Right before True/False I watched a few knotty films that I’m having trouble writing about. This was the most alluring of the bunch, and though The Challenge played last year’s fest, and The Disaster Artist is a feature about real people making a feature, and Wormwood is a semi-doc with reenactment footage about the impossibility of knowing real truth, somehow Western is the one that I feel best exemplifies the spirit of the month. It’s a fiction film with non-actors, delicately balancing a mix of tones and ideas, usually beautiful and unaccountably tense though there’s not much action (reminded me of La Ciénaga in that regard).

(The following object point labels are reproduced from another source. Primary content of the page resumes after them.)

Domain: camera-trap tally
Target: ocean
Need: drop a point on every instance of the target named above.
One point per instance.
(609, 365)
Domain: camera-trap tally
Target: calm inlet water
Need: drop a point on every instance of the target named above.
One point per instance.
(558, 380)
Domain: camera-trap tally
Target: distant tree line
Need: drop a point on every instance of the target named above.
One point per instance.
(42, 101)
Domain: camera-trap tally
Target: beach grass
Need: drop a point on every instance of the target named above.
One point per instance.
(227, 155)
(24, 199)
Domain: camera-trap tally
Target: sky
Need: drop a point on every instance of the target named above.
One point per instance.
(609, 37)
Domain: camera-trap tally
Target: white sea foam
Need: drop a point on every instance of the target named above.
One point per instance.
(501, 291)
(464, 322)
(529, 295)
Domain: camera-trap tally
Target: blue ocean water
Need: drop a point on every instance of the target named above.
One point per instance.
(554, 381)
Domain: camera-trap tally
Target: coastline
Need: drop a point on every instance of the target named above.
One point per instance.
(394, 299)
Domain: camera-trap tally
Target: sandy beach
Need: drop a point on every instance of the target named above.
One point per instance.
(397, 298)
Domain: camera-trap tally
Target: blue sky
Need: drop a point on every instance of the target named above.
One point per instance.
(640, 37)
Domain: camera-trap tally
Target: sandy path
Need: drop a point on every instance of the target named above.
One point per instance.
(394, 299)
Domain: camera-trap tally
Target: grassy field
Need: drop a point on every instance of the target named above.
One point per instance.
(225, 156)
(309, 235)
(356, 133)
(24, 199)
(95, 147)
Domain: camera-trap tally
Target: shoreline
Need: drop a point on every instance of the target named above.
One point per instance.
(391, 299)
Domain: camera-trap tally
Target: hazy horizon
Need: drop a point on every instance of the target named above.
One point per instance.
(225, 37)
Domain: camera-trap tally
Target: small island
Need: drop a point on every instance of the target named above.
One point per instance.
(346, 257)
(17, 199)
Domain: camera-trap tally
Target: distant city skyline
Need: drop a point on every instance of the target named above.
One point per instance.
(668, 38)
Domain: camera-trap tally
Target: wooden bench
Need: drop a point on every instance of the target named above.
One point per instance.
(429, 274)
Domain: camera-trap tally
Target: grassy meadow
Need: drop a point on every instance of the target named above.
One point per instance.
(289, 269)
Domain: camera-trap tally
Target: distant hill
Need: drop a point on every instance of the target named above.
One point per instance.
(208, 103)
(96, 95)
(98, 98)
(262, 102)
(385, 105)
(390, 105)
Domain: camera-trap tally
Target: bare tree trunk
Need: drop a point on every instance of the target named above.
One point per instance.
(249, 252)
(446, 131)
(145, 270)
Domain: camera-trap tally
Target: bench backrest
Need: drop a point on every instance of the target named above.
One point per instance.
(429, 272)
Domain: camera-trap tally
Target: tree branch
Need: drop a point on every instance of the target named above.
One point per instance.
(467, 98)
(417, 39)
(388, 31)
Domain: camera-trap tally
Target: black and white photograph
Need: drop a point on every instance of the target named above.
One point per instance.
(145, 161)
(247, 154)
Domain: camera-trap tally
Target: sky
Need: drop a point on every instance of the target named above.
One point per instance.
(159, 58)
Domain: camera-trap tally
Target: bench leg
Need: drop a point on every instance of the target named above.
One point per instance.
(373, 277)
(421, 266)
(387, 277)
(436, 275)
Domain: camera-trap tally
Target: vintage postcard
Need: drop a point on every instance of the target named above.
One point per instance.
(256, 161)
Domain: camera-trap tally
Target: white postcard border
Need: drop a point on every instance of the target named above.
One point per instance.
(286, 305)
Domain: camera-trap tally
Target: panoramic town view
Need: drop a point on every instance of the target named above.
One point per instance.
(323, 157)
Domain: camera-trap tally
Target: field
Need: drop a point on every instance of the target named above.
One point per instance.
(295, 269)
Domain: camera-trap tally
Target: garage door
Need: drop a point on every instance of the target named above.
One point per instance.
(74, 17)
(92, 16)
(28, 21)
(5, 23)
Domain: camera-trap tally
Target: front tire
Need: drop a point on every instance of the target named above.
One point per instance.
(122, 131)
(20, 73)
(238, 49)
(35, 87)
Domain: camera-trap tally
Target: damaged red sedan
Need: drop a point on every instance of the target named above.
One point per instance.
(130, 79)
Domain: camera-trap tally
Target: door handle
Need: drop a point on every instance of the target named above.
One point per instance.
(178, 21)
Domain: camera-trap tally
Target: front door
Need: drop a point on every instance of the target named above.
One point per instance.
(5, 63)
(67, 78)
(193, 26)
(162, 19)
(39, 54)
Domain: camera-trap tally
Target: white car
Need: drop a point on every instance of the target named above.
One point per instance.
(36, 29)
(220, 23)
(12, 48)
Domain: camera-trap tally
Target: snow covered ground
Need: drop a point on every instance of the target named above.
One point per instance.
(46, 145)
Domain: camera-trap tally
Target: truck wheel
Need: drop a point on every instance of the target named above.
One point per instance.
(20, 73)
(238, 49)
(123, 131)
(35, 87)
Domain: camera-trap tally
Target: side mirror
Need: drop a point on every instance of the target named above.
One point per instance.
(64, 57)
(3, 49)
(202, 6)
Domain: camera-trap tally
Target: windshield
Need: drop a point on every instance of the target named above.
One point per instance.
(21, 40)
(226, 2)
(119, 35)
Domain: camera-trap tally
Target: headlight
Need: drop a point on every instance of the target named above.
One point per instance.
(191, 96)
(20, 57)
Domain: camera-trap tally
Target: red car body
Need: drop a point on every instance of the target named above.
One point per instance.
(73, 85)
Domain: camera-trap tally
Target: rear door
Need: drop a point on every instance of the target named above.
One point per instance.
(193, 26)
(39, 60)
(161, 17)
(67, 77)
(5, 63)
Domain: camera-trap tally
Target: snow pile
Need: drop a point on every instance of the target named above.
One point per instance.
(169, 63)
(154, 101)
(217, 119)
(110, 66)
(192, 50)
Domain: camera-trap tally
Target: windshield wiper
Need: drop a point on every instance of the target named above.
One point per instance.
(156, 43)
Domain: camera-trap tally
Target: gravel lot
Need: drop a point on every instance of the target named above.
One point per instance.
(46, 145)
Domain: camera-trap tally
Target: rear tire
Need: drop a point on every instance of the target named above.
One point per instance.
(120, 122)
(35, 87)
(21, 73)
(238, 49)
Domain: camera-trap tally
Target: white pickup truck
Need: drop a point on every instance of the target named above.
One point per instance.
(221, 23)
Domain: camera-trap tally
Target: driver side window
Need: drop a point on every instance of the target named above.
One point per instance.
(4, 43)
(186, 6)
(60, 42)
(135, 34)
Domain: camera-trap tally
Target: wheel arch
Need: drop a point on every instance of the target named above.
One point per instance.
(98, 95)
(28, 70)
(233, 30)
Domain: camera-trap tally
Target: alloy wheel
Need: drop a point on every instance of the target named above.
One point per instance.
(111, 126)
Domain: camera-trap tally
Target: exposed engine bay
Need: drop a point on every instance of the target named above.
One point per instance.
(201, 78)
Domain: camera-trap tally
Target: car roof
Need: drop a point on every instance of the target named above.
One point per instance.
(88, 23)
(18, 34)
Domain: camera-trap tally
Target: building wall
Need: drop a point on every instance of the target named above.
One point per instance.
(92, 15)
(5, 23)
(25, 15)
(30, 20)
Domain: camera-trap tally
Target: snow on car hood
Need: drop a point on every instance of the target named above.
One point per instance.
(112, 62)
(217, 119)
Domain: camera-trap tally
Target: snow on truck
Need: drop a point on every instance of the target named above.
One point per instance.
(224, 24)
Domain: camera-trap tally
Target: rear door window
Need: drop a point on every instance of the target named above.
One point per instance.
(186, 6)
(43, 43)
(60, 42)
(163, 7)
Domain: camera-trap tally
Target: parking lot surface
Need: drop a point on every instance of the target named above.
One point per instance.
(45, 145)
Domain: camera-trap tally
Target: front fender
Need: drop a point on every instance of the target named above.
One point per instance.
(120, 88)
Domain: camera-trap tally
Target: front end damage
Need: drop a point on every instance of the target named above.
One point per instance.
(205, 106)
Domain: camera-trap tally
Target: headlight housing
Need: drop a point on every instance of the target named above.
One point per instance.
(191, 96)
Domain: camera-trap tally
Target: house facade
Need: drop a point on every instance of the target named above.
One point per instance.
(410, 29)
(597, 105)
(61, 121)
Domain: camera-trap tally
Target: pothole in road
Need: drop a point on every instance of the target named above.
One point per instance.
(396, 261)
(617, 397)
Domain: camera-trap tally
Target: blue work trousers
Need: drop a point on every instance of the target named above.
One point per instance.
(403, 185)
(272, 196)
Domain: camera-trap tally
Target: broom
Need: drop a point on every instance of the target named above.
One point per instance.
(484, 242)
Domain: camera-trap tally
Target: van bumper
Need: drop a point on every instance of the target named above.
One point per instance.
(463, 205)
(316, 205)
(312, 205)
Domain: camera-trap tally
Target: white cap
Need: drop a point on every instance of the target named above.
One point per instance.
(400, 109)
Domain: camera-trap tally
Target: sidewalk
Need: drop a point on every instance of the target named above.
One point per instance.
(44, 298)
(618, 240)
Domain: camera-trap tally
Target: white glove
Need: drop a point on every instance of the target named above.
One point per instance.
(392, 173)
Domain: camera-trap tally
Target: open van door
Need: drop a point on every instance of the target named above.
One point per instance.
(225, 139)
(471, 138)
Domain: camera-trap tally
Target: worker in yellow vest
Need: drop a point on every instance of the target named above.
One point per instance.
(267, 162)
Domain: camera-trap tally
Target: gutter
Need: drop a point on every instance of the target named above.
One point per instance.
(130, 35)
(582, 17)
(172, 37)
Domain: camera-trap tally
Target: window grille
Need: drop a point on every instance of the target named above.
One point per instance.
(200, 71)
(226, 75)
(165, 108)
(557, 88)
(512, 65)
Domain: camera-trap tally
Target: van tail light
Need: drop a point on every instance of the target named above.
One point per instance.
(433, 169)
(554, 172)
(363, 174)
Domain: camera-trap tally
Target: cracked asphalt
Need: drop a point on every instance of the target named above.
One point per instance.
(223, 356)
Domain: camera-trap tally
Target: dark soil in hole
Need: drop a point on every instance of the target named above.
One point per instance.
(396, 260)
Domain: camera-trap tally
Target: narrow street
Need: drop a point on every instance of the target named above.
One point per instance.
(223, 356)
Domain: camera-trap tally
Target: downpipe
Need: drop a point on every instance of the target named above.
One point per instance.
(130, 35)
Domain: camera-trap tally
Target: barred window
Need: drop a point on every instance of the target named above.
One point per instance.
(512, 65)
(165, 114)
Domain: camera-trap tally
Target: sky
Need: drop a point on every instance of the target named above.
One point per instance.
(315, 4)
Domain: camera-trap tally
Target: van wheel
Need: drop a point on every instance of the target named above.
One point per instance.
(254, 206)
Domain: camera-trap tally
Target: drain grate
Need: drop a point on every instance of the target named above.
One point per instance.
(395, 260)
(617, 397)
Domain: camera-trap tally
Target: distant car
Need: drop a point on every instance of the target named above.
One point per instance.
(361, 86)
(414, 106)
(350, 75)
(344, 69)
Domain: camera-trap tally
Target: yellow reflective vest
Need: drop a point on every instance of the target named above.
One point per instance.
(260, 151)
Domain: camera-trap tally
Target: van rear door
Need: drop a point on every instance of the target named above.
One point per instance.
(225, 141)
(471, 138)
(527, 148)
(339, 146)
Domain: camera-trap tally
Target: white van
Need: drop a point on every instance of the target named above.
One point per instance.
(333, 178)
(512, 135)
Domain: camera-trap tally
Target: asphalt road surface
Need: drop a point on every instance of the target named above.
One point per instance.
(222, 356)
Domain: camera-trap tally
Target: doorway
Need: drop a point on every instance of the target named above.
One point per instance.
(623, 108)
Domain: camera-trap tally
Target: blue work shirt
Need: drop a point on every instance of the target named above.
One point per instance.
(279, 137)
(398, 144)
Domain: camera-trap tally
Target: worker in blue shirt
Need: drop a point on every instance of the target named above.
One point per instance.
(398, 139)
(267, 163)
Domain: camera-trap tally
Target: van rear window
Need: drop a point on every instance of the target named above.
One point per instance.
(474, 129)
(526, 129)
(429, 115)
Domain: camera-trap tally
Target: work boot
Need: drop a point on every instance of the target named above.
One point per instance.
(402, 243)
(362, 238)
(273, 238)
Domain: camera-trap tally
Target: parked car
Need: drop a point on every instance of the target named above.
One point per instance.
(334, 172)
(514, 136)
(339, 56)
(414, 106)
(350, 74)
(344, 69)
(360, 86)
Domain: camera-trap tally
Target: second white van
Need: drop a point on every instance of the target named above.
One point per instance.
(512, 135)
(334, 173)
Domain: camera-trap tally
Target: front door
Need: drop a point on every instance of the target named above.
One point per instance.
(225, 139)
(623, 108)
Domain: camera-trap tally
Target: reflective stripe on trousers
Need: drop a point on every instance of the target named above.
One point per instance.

Meinhard is a quiet mustache guy on a German work crew on a job in Bulgaria. His compatriots spend their downtime drinking and harassing the locals, while M. spends time alone, finds a horse and rides it into town, and over the next few weeks drifts ever closer to the locals, particularly horse owner and local business bigwig Adrian. Negotiations and conflict over the treatment of local women, shipments of stone, use of water, and the horse, most of which come down to German foreman Vincent on one side, and Adrian’s group on the other with M. floating between.
But much of the movie is quiet and peaceful, a highlight being the easygoing conversations Meinhard has in town with people who don’t know each others’ languages:
“I lost a brother.”
“You’re saying something sad.”
Meinhard:

Adrian:

Also a reference by the Germans to being back in the country after 70 years – that would be Bulgaria’s alliance with the nazis… a scene of tough guys around a campfire remarking on the softness of one’s hair… and already the second movie I’ve seen this year with Bulgarian folk dancing. Played Cannes UCR with the Cantet, the Kurosawa, the Amalric, the Rasoulof.
Andrew Chan in Cinema Scope called it “a subtle variation on the western’s themes of individuality, community, and male aggression, using these timeless tropes to frame the cultural fissures in modern-day Europe.” Grisebach, from the interview:
I was happy when I found this premise of German construction workers living in a foreign country, because I felt that then I had something more ambivalent. I am always afraid when something is too direct — I don’t trust it anymore. For me it’s not easy to say that something is like this or like that. I was really interested in how xenophobia exists between the lines, how it isn’t so direct, and how this contrasts with the official ways of telling history in Germany.